Simon Konianski
Réalisé par Micha Wald (2009)
| Durée | 98 minutes |
| Sortie | 29/07/2009 |
| Note | 6/10 |
A 35 ans, Simon Konianski aurait pu rêver mieux que de devoir emménager chez son père Ernest, un ancien déporté, après s'être fait larguer par sa compagne Corazon, la mère de son fils Hadrien. Alors qu'Ernest tente par tous les moyens de pousser son fils à trouver un travail et une femme juive, comme lui, ce dernier se fait un malin plaisir d'exaspérer le vieil homme et sa famille, toujours traumatisés par la persécution nazie qu'ils ont subie en Pologne soixante ans plus tôt. Mais lorsqu'Ernest meurt tout à coup, Simon emmène son corps, ainsi que son oncle Maurice et sa tante Mala, de la Belgique jusqu'en Ukraine, où son père voulait être enterré.
La critique
Par Tootpadu 30/06/2009
Avec beaucoup de fraîcheur, l'intrigue procède à une décomposition habile du souvenir, qui subit une mise à jour sincère et presque jubilatoire. La raillerie des vieux schnocks, de véritables caricatures de la vieille garde des survivants de l'extermination, fonctionne aussi bien, parce qu'elle est le fruit d'un élan de rébellion de la génération suivante, celle qui porte presque plus de séquelles mentales que ses aînés, en raison d'un transfert de traumatisme dès l'enfance. L'antagonisme névrosé de Simon par rapport à son père n'implique cependant pas un rejet total de l'héritage juif. Juste une mise au point raisonnée, doublée d'une volonté d'adaptation à un style de vie laïque, qui sera interrogée à son tour par le petit-fils, moins complexé mais pas forcément moins paumé que son père.

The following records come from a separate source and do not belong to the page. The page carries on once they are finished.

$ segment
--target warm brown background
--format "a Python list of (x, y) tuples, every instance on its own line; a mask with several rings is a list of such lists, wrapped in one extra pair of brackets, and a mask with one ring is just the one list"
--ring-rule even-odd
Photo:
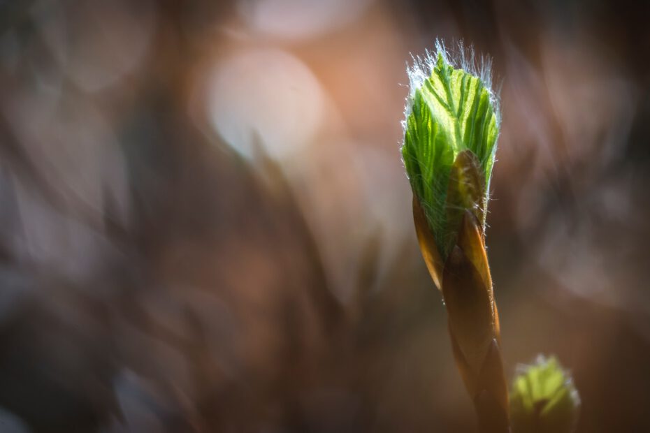
[(398, 152), (440, 37), (503, 83), (508, 375), (650, 431), (647, 4), (0, 2), (0, 430), (475, 431)]

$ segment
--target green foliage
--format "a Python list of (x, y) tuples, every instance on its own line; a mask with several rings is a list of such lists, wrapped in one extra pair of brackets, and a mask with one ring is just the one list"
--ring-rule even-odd
[(514, 433), (570, 433), (580, 397), (555, 358), (540, 356), (514, 379), (510, 394)]
[[(461, 66), (450, 64), (438, 43), (436, 52), (424, 60), (416, 59), (409, 69), (410, 94), (404, 122), (402, 156), (413, 193), (419, 200), (436, 245), (443, 258), (454, 244), (458, 228), (449, 221), (447, 195), (449, 177), (458, 154), (469, 150), (475, 156), (480, 177), (480, 197), (471, 205), (480, 210), (484, 227), (490, 177), (500, 114), (491, 90), (489, 64), (479, 71), (474, 57), (468, 62), (461, 47)], [(461, 167), (462, 168), (463, 167)]]

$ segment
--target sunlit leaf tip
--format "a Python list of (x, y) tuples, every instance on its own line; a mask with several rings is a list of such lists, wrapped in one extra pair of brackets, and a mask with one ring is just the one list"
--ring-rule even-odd
[[(407, 72), (402, 158), (444, 260), (455, 242), (462, 213), (450, 210), (471, 208), (484, 229), (500, 122), (498, 98), (491, 89), (490, 60), (477, 59), (462, 44), (452, 55), (437, 41), (435, 52), (414, 57)], [(471, 156), (457, 161), (463, 152)], [(475, 170), (472, 176), (470, 172)], [(475, 178), (478, 182), (468, 189), (462, 183)], [(468, 189), (478, 192), (478, 198), (462, 197)], [(450, 202), (450, 191), (460, 200)]]
[(579, 407), (571, 376), (554, 357), (519, 368), (510, 394), (514, 433), (571, 433)]

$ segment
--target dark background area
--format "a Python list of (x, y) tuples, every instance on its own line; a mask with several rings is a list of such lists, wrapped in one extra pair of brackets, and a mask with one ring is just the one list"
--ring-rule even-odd
[(398, 152), (493, 59), (507, 374), (650, 431), (643, 1), (0, 1), (0, 431), (472, 432)]

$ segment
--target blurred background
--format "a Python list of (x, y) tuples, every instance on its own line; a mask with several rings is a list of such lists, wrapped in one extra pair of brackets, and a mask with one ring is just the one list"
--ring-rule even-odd
[(493, 57), (507, 374), (650, 431), (650, 31), (626, 0), (0, 1), (0, 431), (475, 431), (400, 160)]

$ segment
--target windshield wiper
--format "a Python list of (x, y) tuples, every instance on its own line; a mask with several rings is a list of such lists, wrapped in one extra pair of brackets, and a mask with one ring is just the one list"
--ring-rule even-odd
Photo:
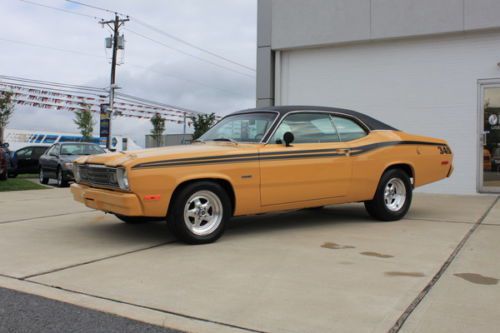
[(230, 138), (217, 138), (217, 139), (213, 139), (212, 141), (227, 141), (227, 142), (232, 142), (232, 143), (238, 144), (238, 141), (230, 139)]

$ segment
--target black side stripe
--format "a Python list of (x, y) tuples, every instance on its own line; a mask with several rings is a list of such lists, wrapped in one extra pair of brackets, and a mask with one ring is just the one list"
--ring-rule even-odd
[(217, 163), (238, 163), (238, 162), (253, 162), (253, 161), (270, 161), (270, 160), (286, 160), (286, 159), (304, 159), (304, 158), (323, 158), (323, 157), (338, 157), (345, 156), (345, 154), (331, 153), (331, 154), (306, 154), (306, 155), (288, 155), (288, 156), (268, 156), (268, 157), (249, 157), (249, 158), (227, 158), (218, 160), (207, 160), (207, 161), (191, 161), (191, 162), (177, 162), (177, 163), (164, 163), (164, 164), (154, 164), (154, 165), (141, 165), (134, 166), (133, 169), (145, 169), (145, 168), (158, 168), (158, 167), (170, 167), (170, 166), (185, 166), (185, 165), (206, 165), (206, 164), (217, 164)]
[[(373, 143), (365, 146), (352, 147), (350, 149), (351, 156), (357, 156), (369, 151), (399, 145), (430, 145), (430, 146), (444, 146), (445, 144), (425, 142), (425, 141), (388, 141)], [(251, 154), (234, 154), (234, 155), (219, 155), (219, 156), (205, 156), (205, 157), (191, 157), (180, 158), (172, 160), (163, 160), (157, 162), (148, 162), (137, 164), (132, 169), (143, 168), (158, 168), (170, 166), (185, 166), (185, 165), (200, 165), (200, 164), (217, 164), (217, 163), (238, 163), (249, 161), (268, 161), (277, 159), (302, 159), (302, 158), (322, 158), (322, 157), (339, 157), (345, 154), (338, 153), (339, 149), (347, 148), (329, 148), (329, 149), (315, 149), (315, 150), (295, 150), (283, 152), (264, 152), (264, 153), (251, 153)]]

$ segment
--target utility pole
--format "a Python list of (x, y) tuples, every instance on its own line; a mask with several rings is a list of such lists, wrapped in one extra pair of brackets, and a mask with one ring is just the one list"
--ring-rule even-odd
[(186, 118), (187, 118), (187, 115), (186, 115), (186, 112), (184, 112), (184, 126), (182, 128), (182, 144), (183, 145), (186, 144)]
[[(125, 19), (121, 19), (117, 13), (115, 13), (115, 19), (110, 20), (110, 21), (101, 21), (101, 25), (104, 26), (105, 24), (111, 28), (113, 31), (113, 38), (111, 42), (111, 48), (113, 49), (113, 55), (111, 58), (111, 80), (110, 80), (110, 85), (109, 85), (109, 107), (108, 107), (108, 117), (109, 117), (109, 127), (108, 127), (108, 135), (107, 135), (107, 140), (106, 140), (106, 147), (108, 149), (112, 149), (112, 144), (111, 144), (111, 138), (113, 137), (111, 135), (111, 119), (114, 113), (113, 109), (113, 102), (115, 98), (115, 89), (116, 89), (116, 59), (118, 57), (118, 49), (123, 49), (124, 48), (124, 43), (123, 43), (123, 36), (120, 37), (120, 27), (125, 24), (125, 22), (130, 21), (130, 19), (127, 17)], [(120, 42), (120, 40), (122, 42)], [(108, 45), (106, 45), (107, 47)]]

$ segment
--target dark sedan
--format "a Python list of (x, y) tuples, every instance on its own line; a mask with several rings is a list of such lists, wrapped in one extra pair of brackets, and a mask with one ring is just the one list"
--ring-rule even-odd
[(57, 180), (57, 186), (66, 187), (73, 180), (73, 161), (84, 155), (104, 154), (106, 151), (94, 143), (56, 143), (40, 157), (40, 183)]
[(16, 177), (23, 173), (38, 173), (40, 156), (47, 149), (49, 149), (47, 146), (28, 146), (15, 151), (12, 154), (12, 170), (10, 170), (9, 176)]

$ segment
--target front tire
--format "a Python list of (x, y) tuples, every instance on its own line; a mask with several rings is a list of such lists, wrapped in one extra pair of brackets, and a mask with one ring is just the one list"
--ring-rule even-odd
[(174, 235), (189, 244), (215, 242), (232, 215), (231, 201), (220, 185), (192, 183), (173, 198), (167, 223)]
[(40, 181), (40, 184), (47, 185), (49, 183), (49, 177), (45, 177), (43, 168), (40, 168), (40, 171), (38, 172), (38, 180)]
[(401, 169), (391, 169), (382, 175), (374, 198), (365, 201), (365, 208), (377, 220), (396, 221), (406, 215), (411, 200), (410, 177)]

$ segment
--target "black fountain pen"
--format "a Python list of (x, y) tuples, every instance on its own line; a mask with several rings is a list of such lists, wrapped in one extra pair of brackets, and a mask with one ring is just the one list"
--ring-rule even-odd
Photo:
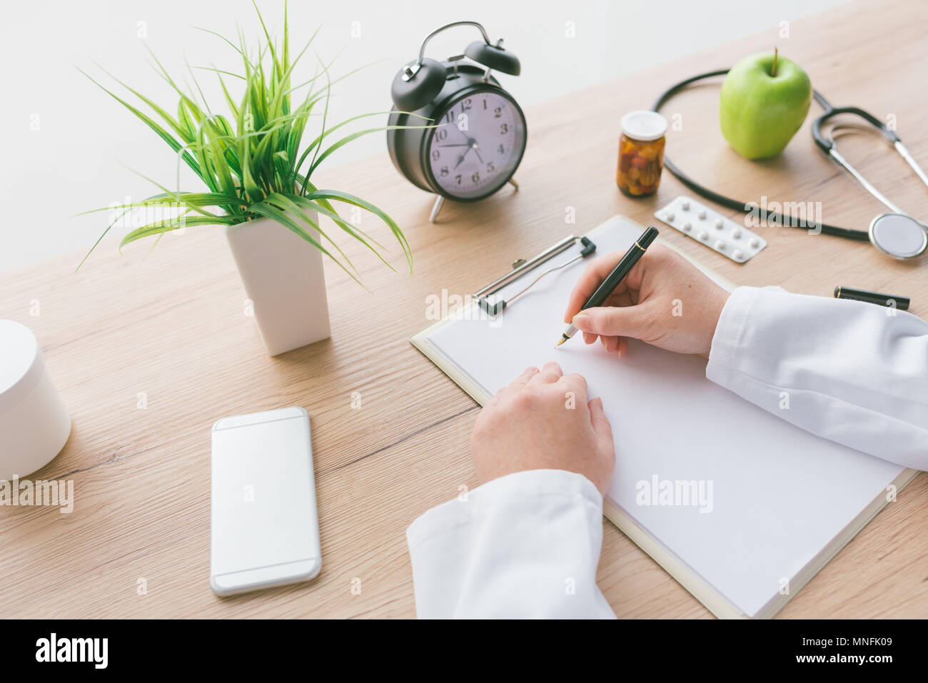
[[(583, 308), (580, 310), (585, 311), (587, 308), (596, 308), (602, 305), (602, 303), (615, 290), (619, 283), (625, 278), (632, 266), (638, 262), (639, 258), (644, 256), (644, 252), (648, 251), (648, 247), (651, 246), (651, 243), (654, 241), (654, 238), (656, 237), (657, 228), (653, 226), (641, 233), (641, 237), (638, 238), (635, 244), (628, 248), (625, 255), (619, 260), (619, 263), (615, 264), (612, 272), (609, 274), (606, 279), (599, 283), (599, 286), (596, 288), (596, 291), (590, 294), (589, 299), (586, 300), (586, 303), (583, 304)], [(570, 327), (561, 335), (561, 341), (554, 344), (554, 348), (561, 346), (561, 344), (573, 337), (577, 329), (574, 327), (574, 323), (571, 323)]]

La narration de Micha Wald orchestre avec adresse ce monde un peu fou et décidément divertissant. L'élégance de sa mise en scène ne se heurte qu'à la récurrence d'un détail fantastique gênant, sous forme de l'apparition du père défunt qui tente de raisonner son fils. Ce dispositif dénature encore plus un récit, sinon agréablement naturel et désarmant, que le ton subjectif qu'il adopte de temps en temps.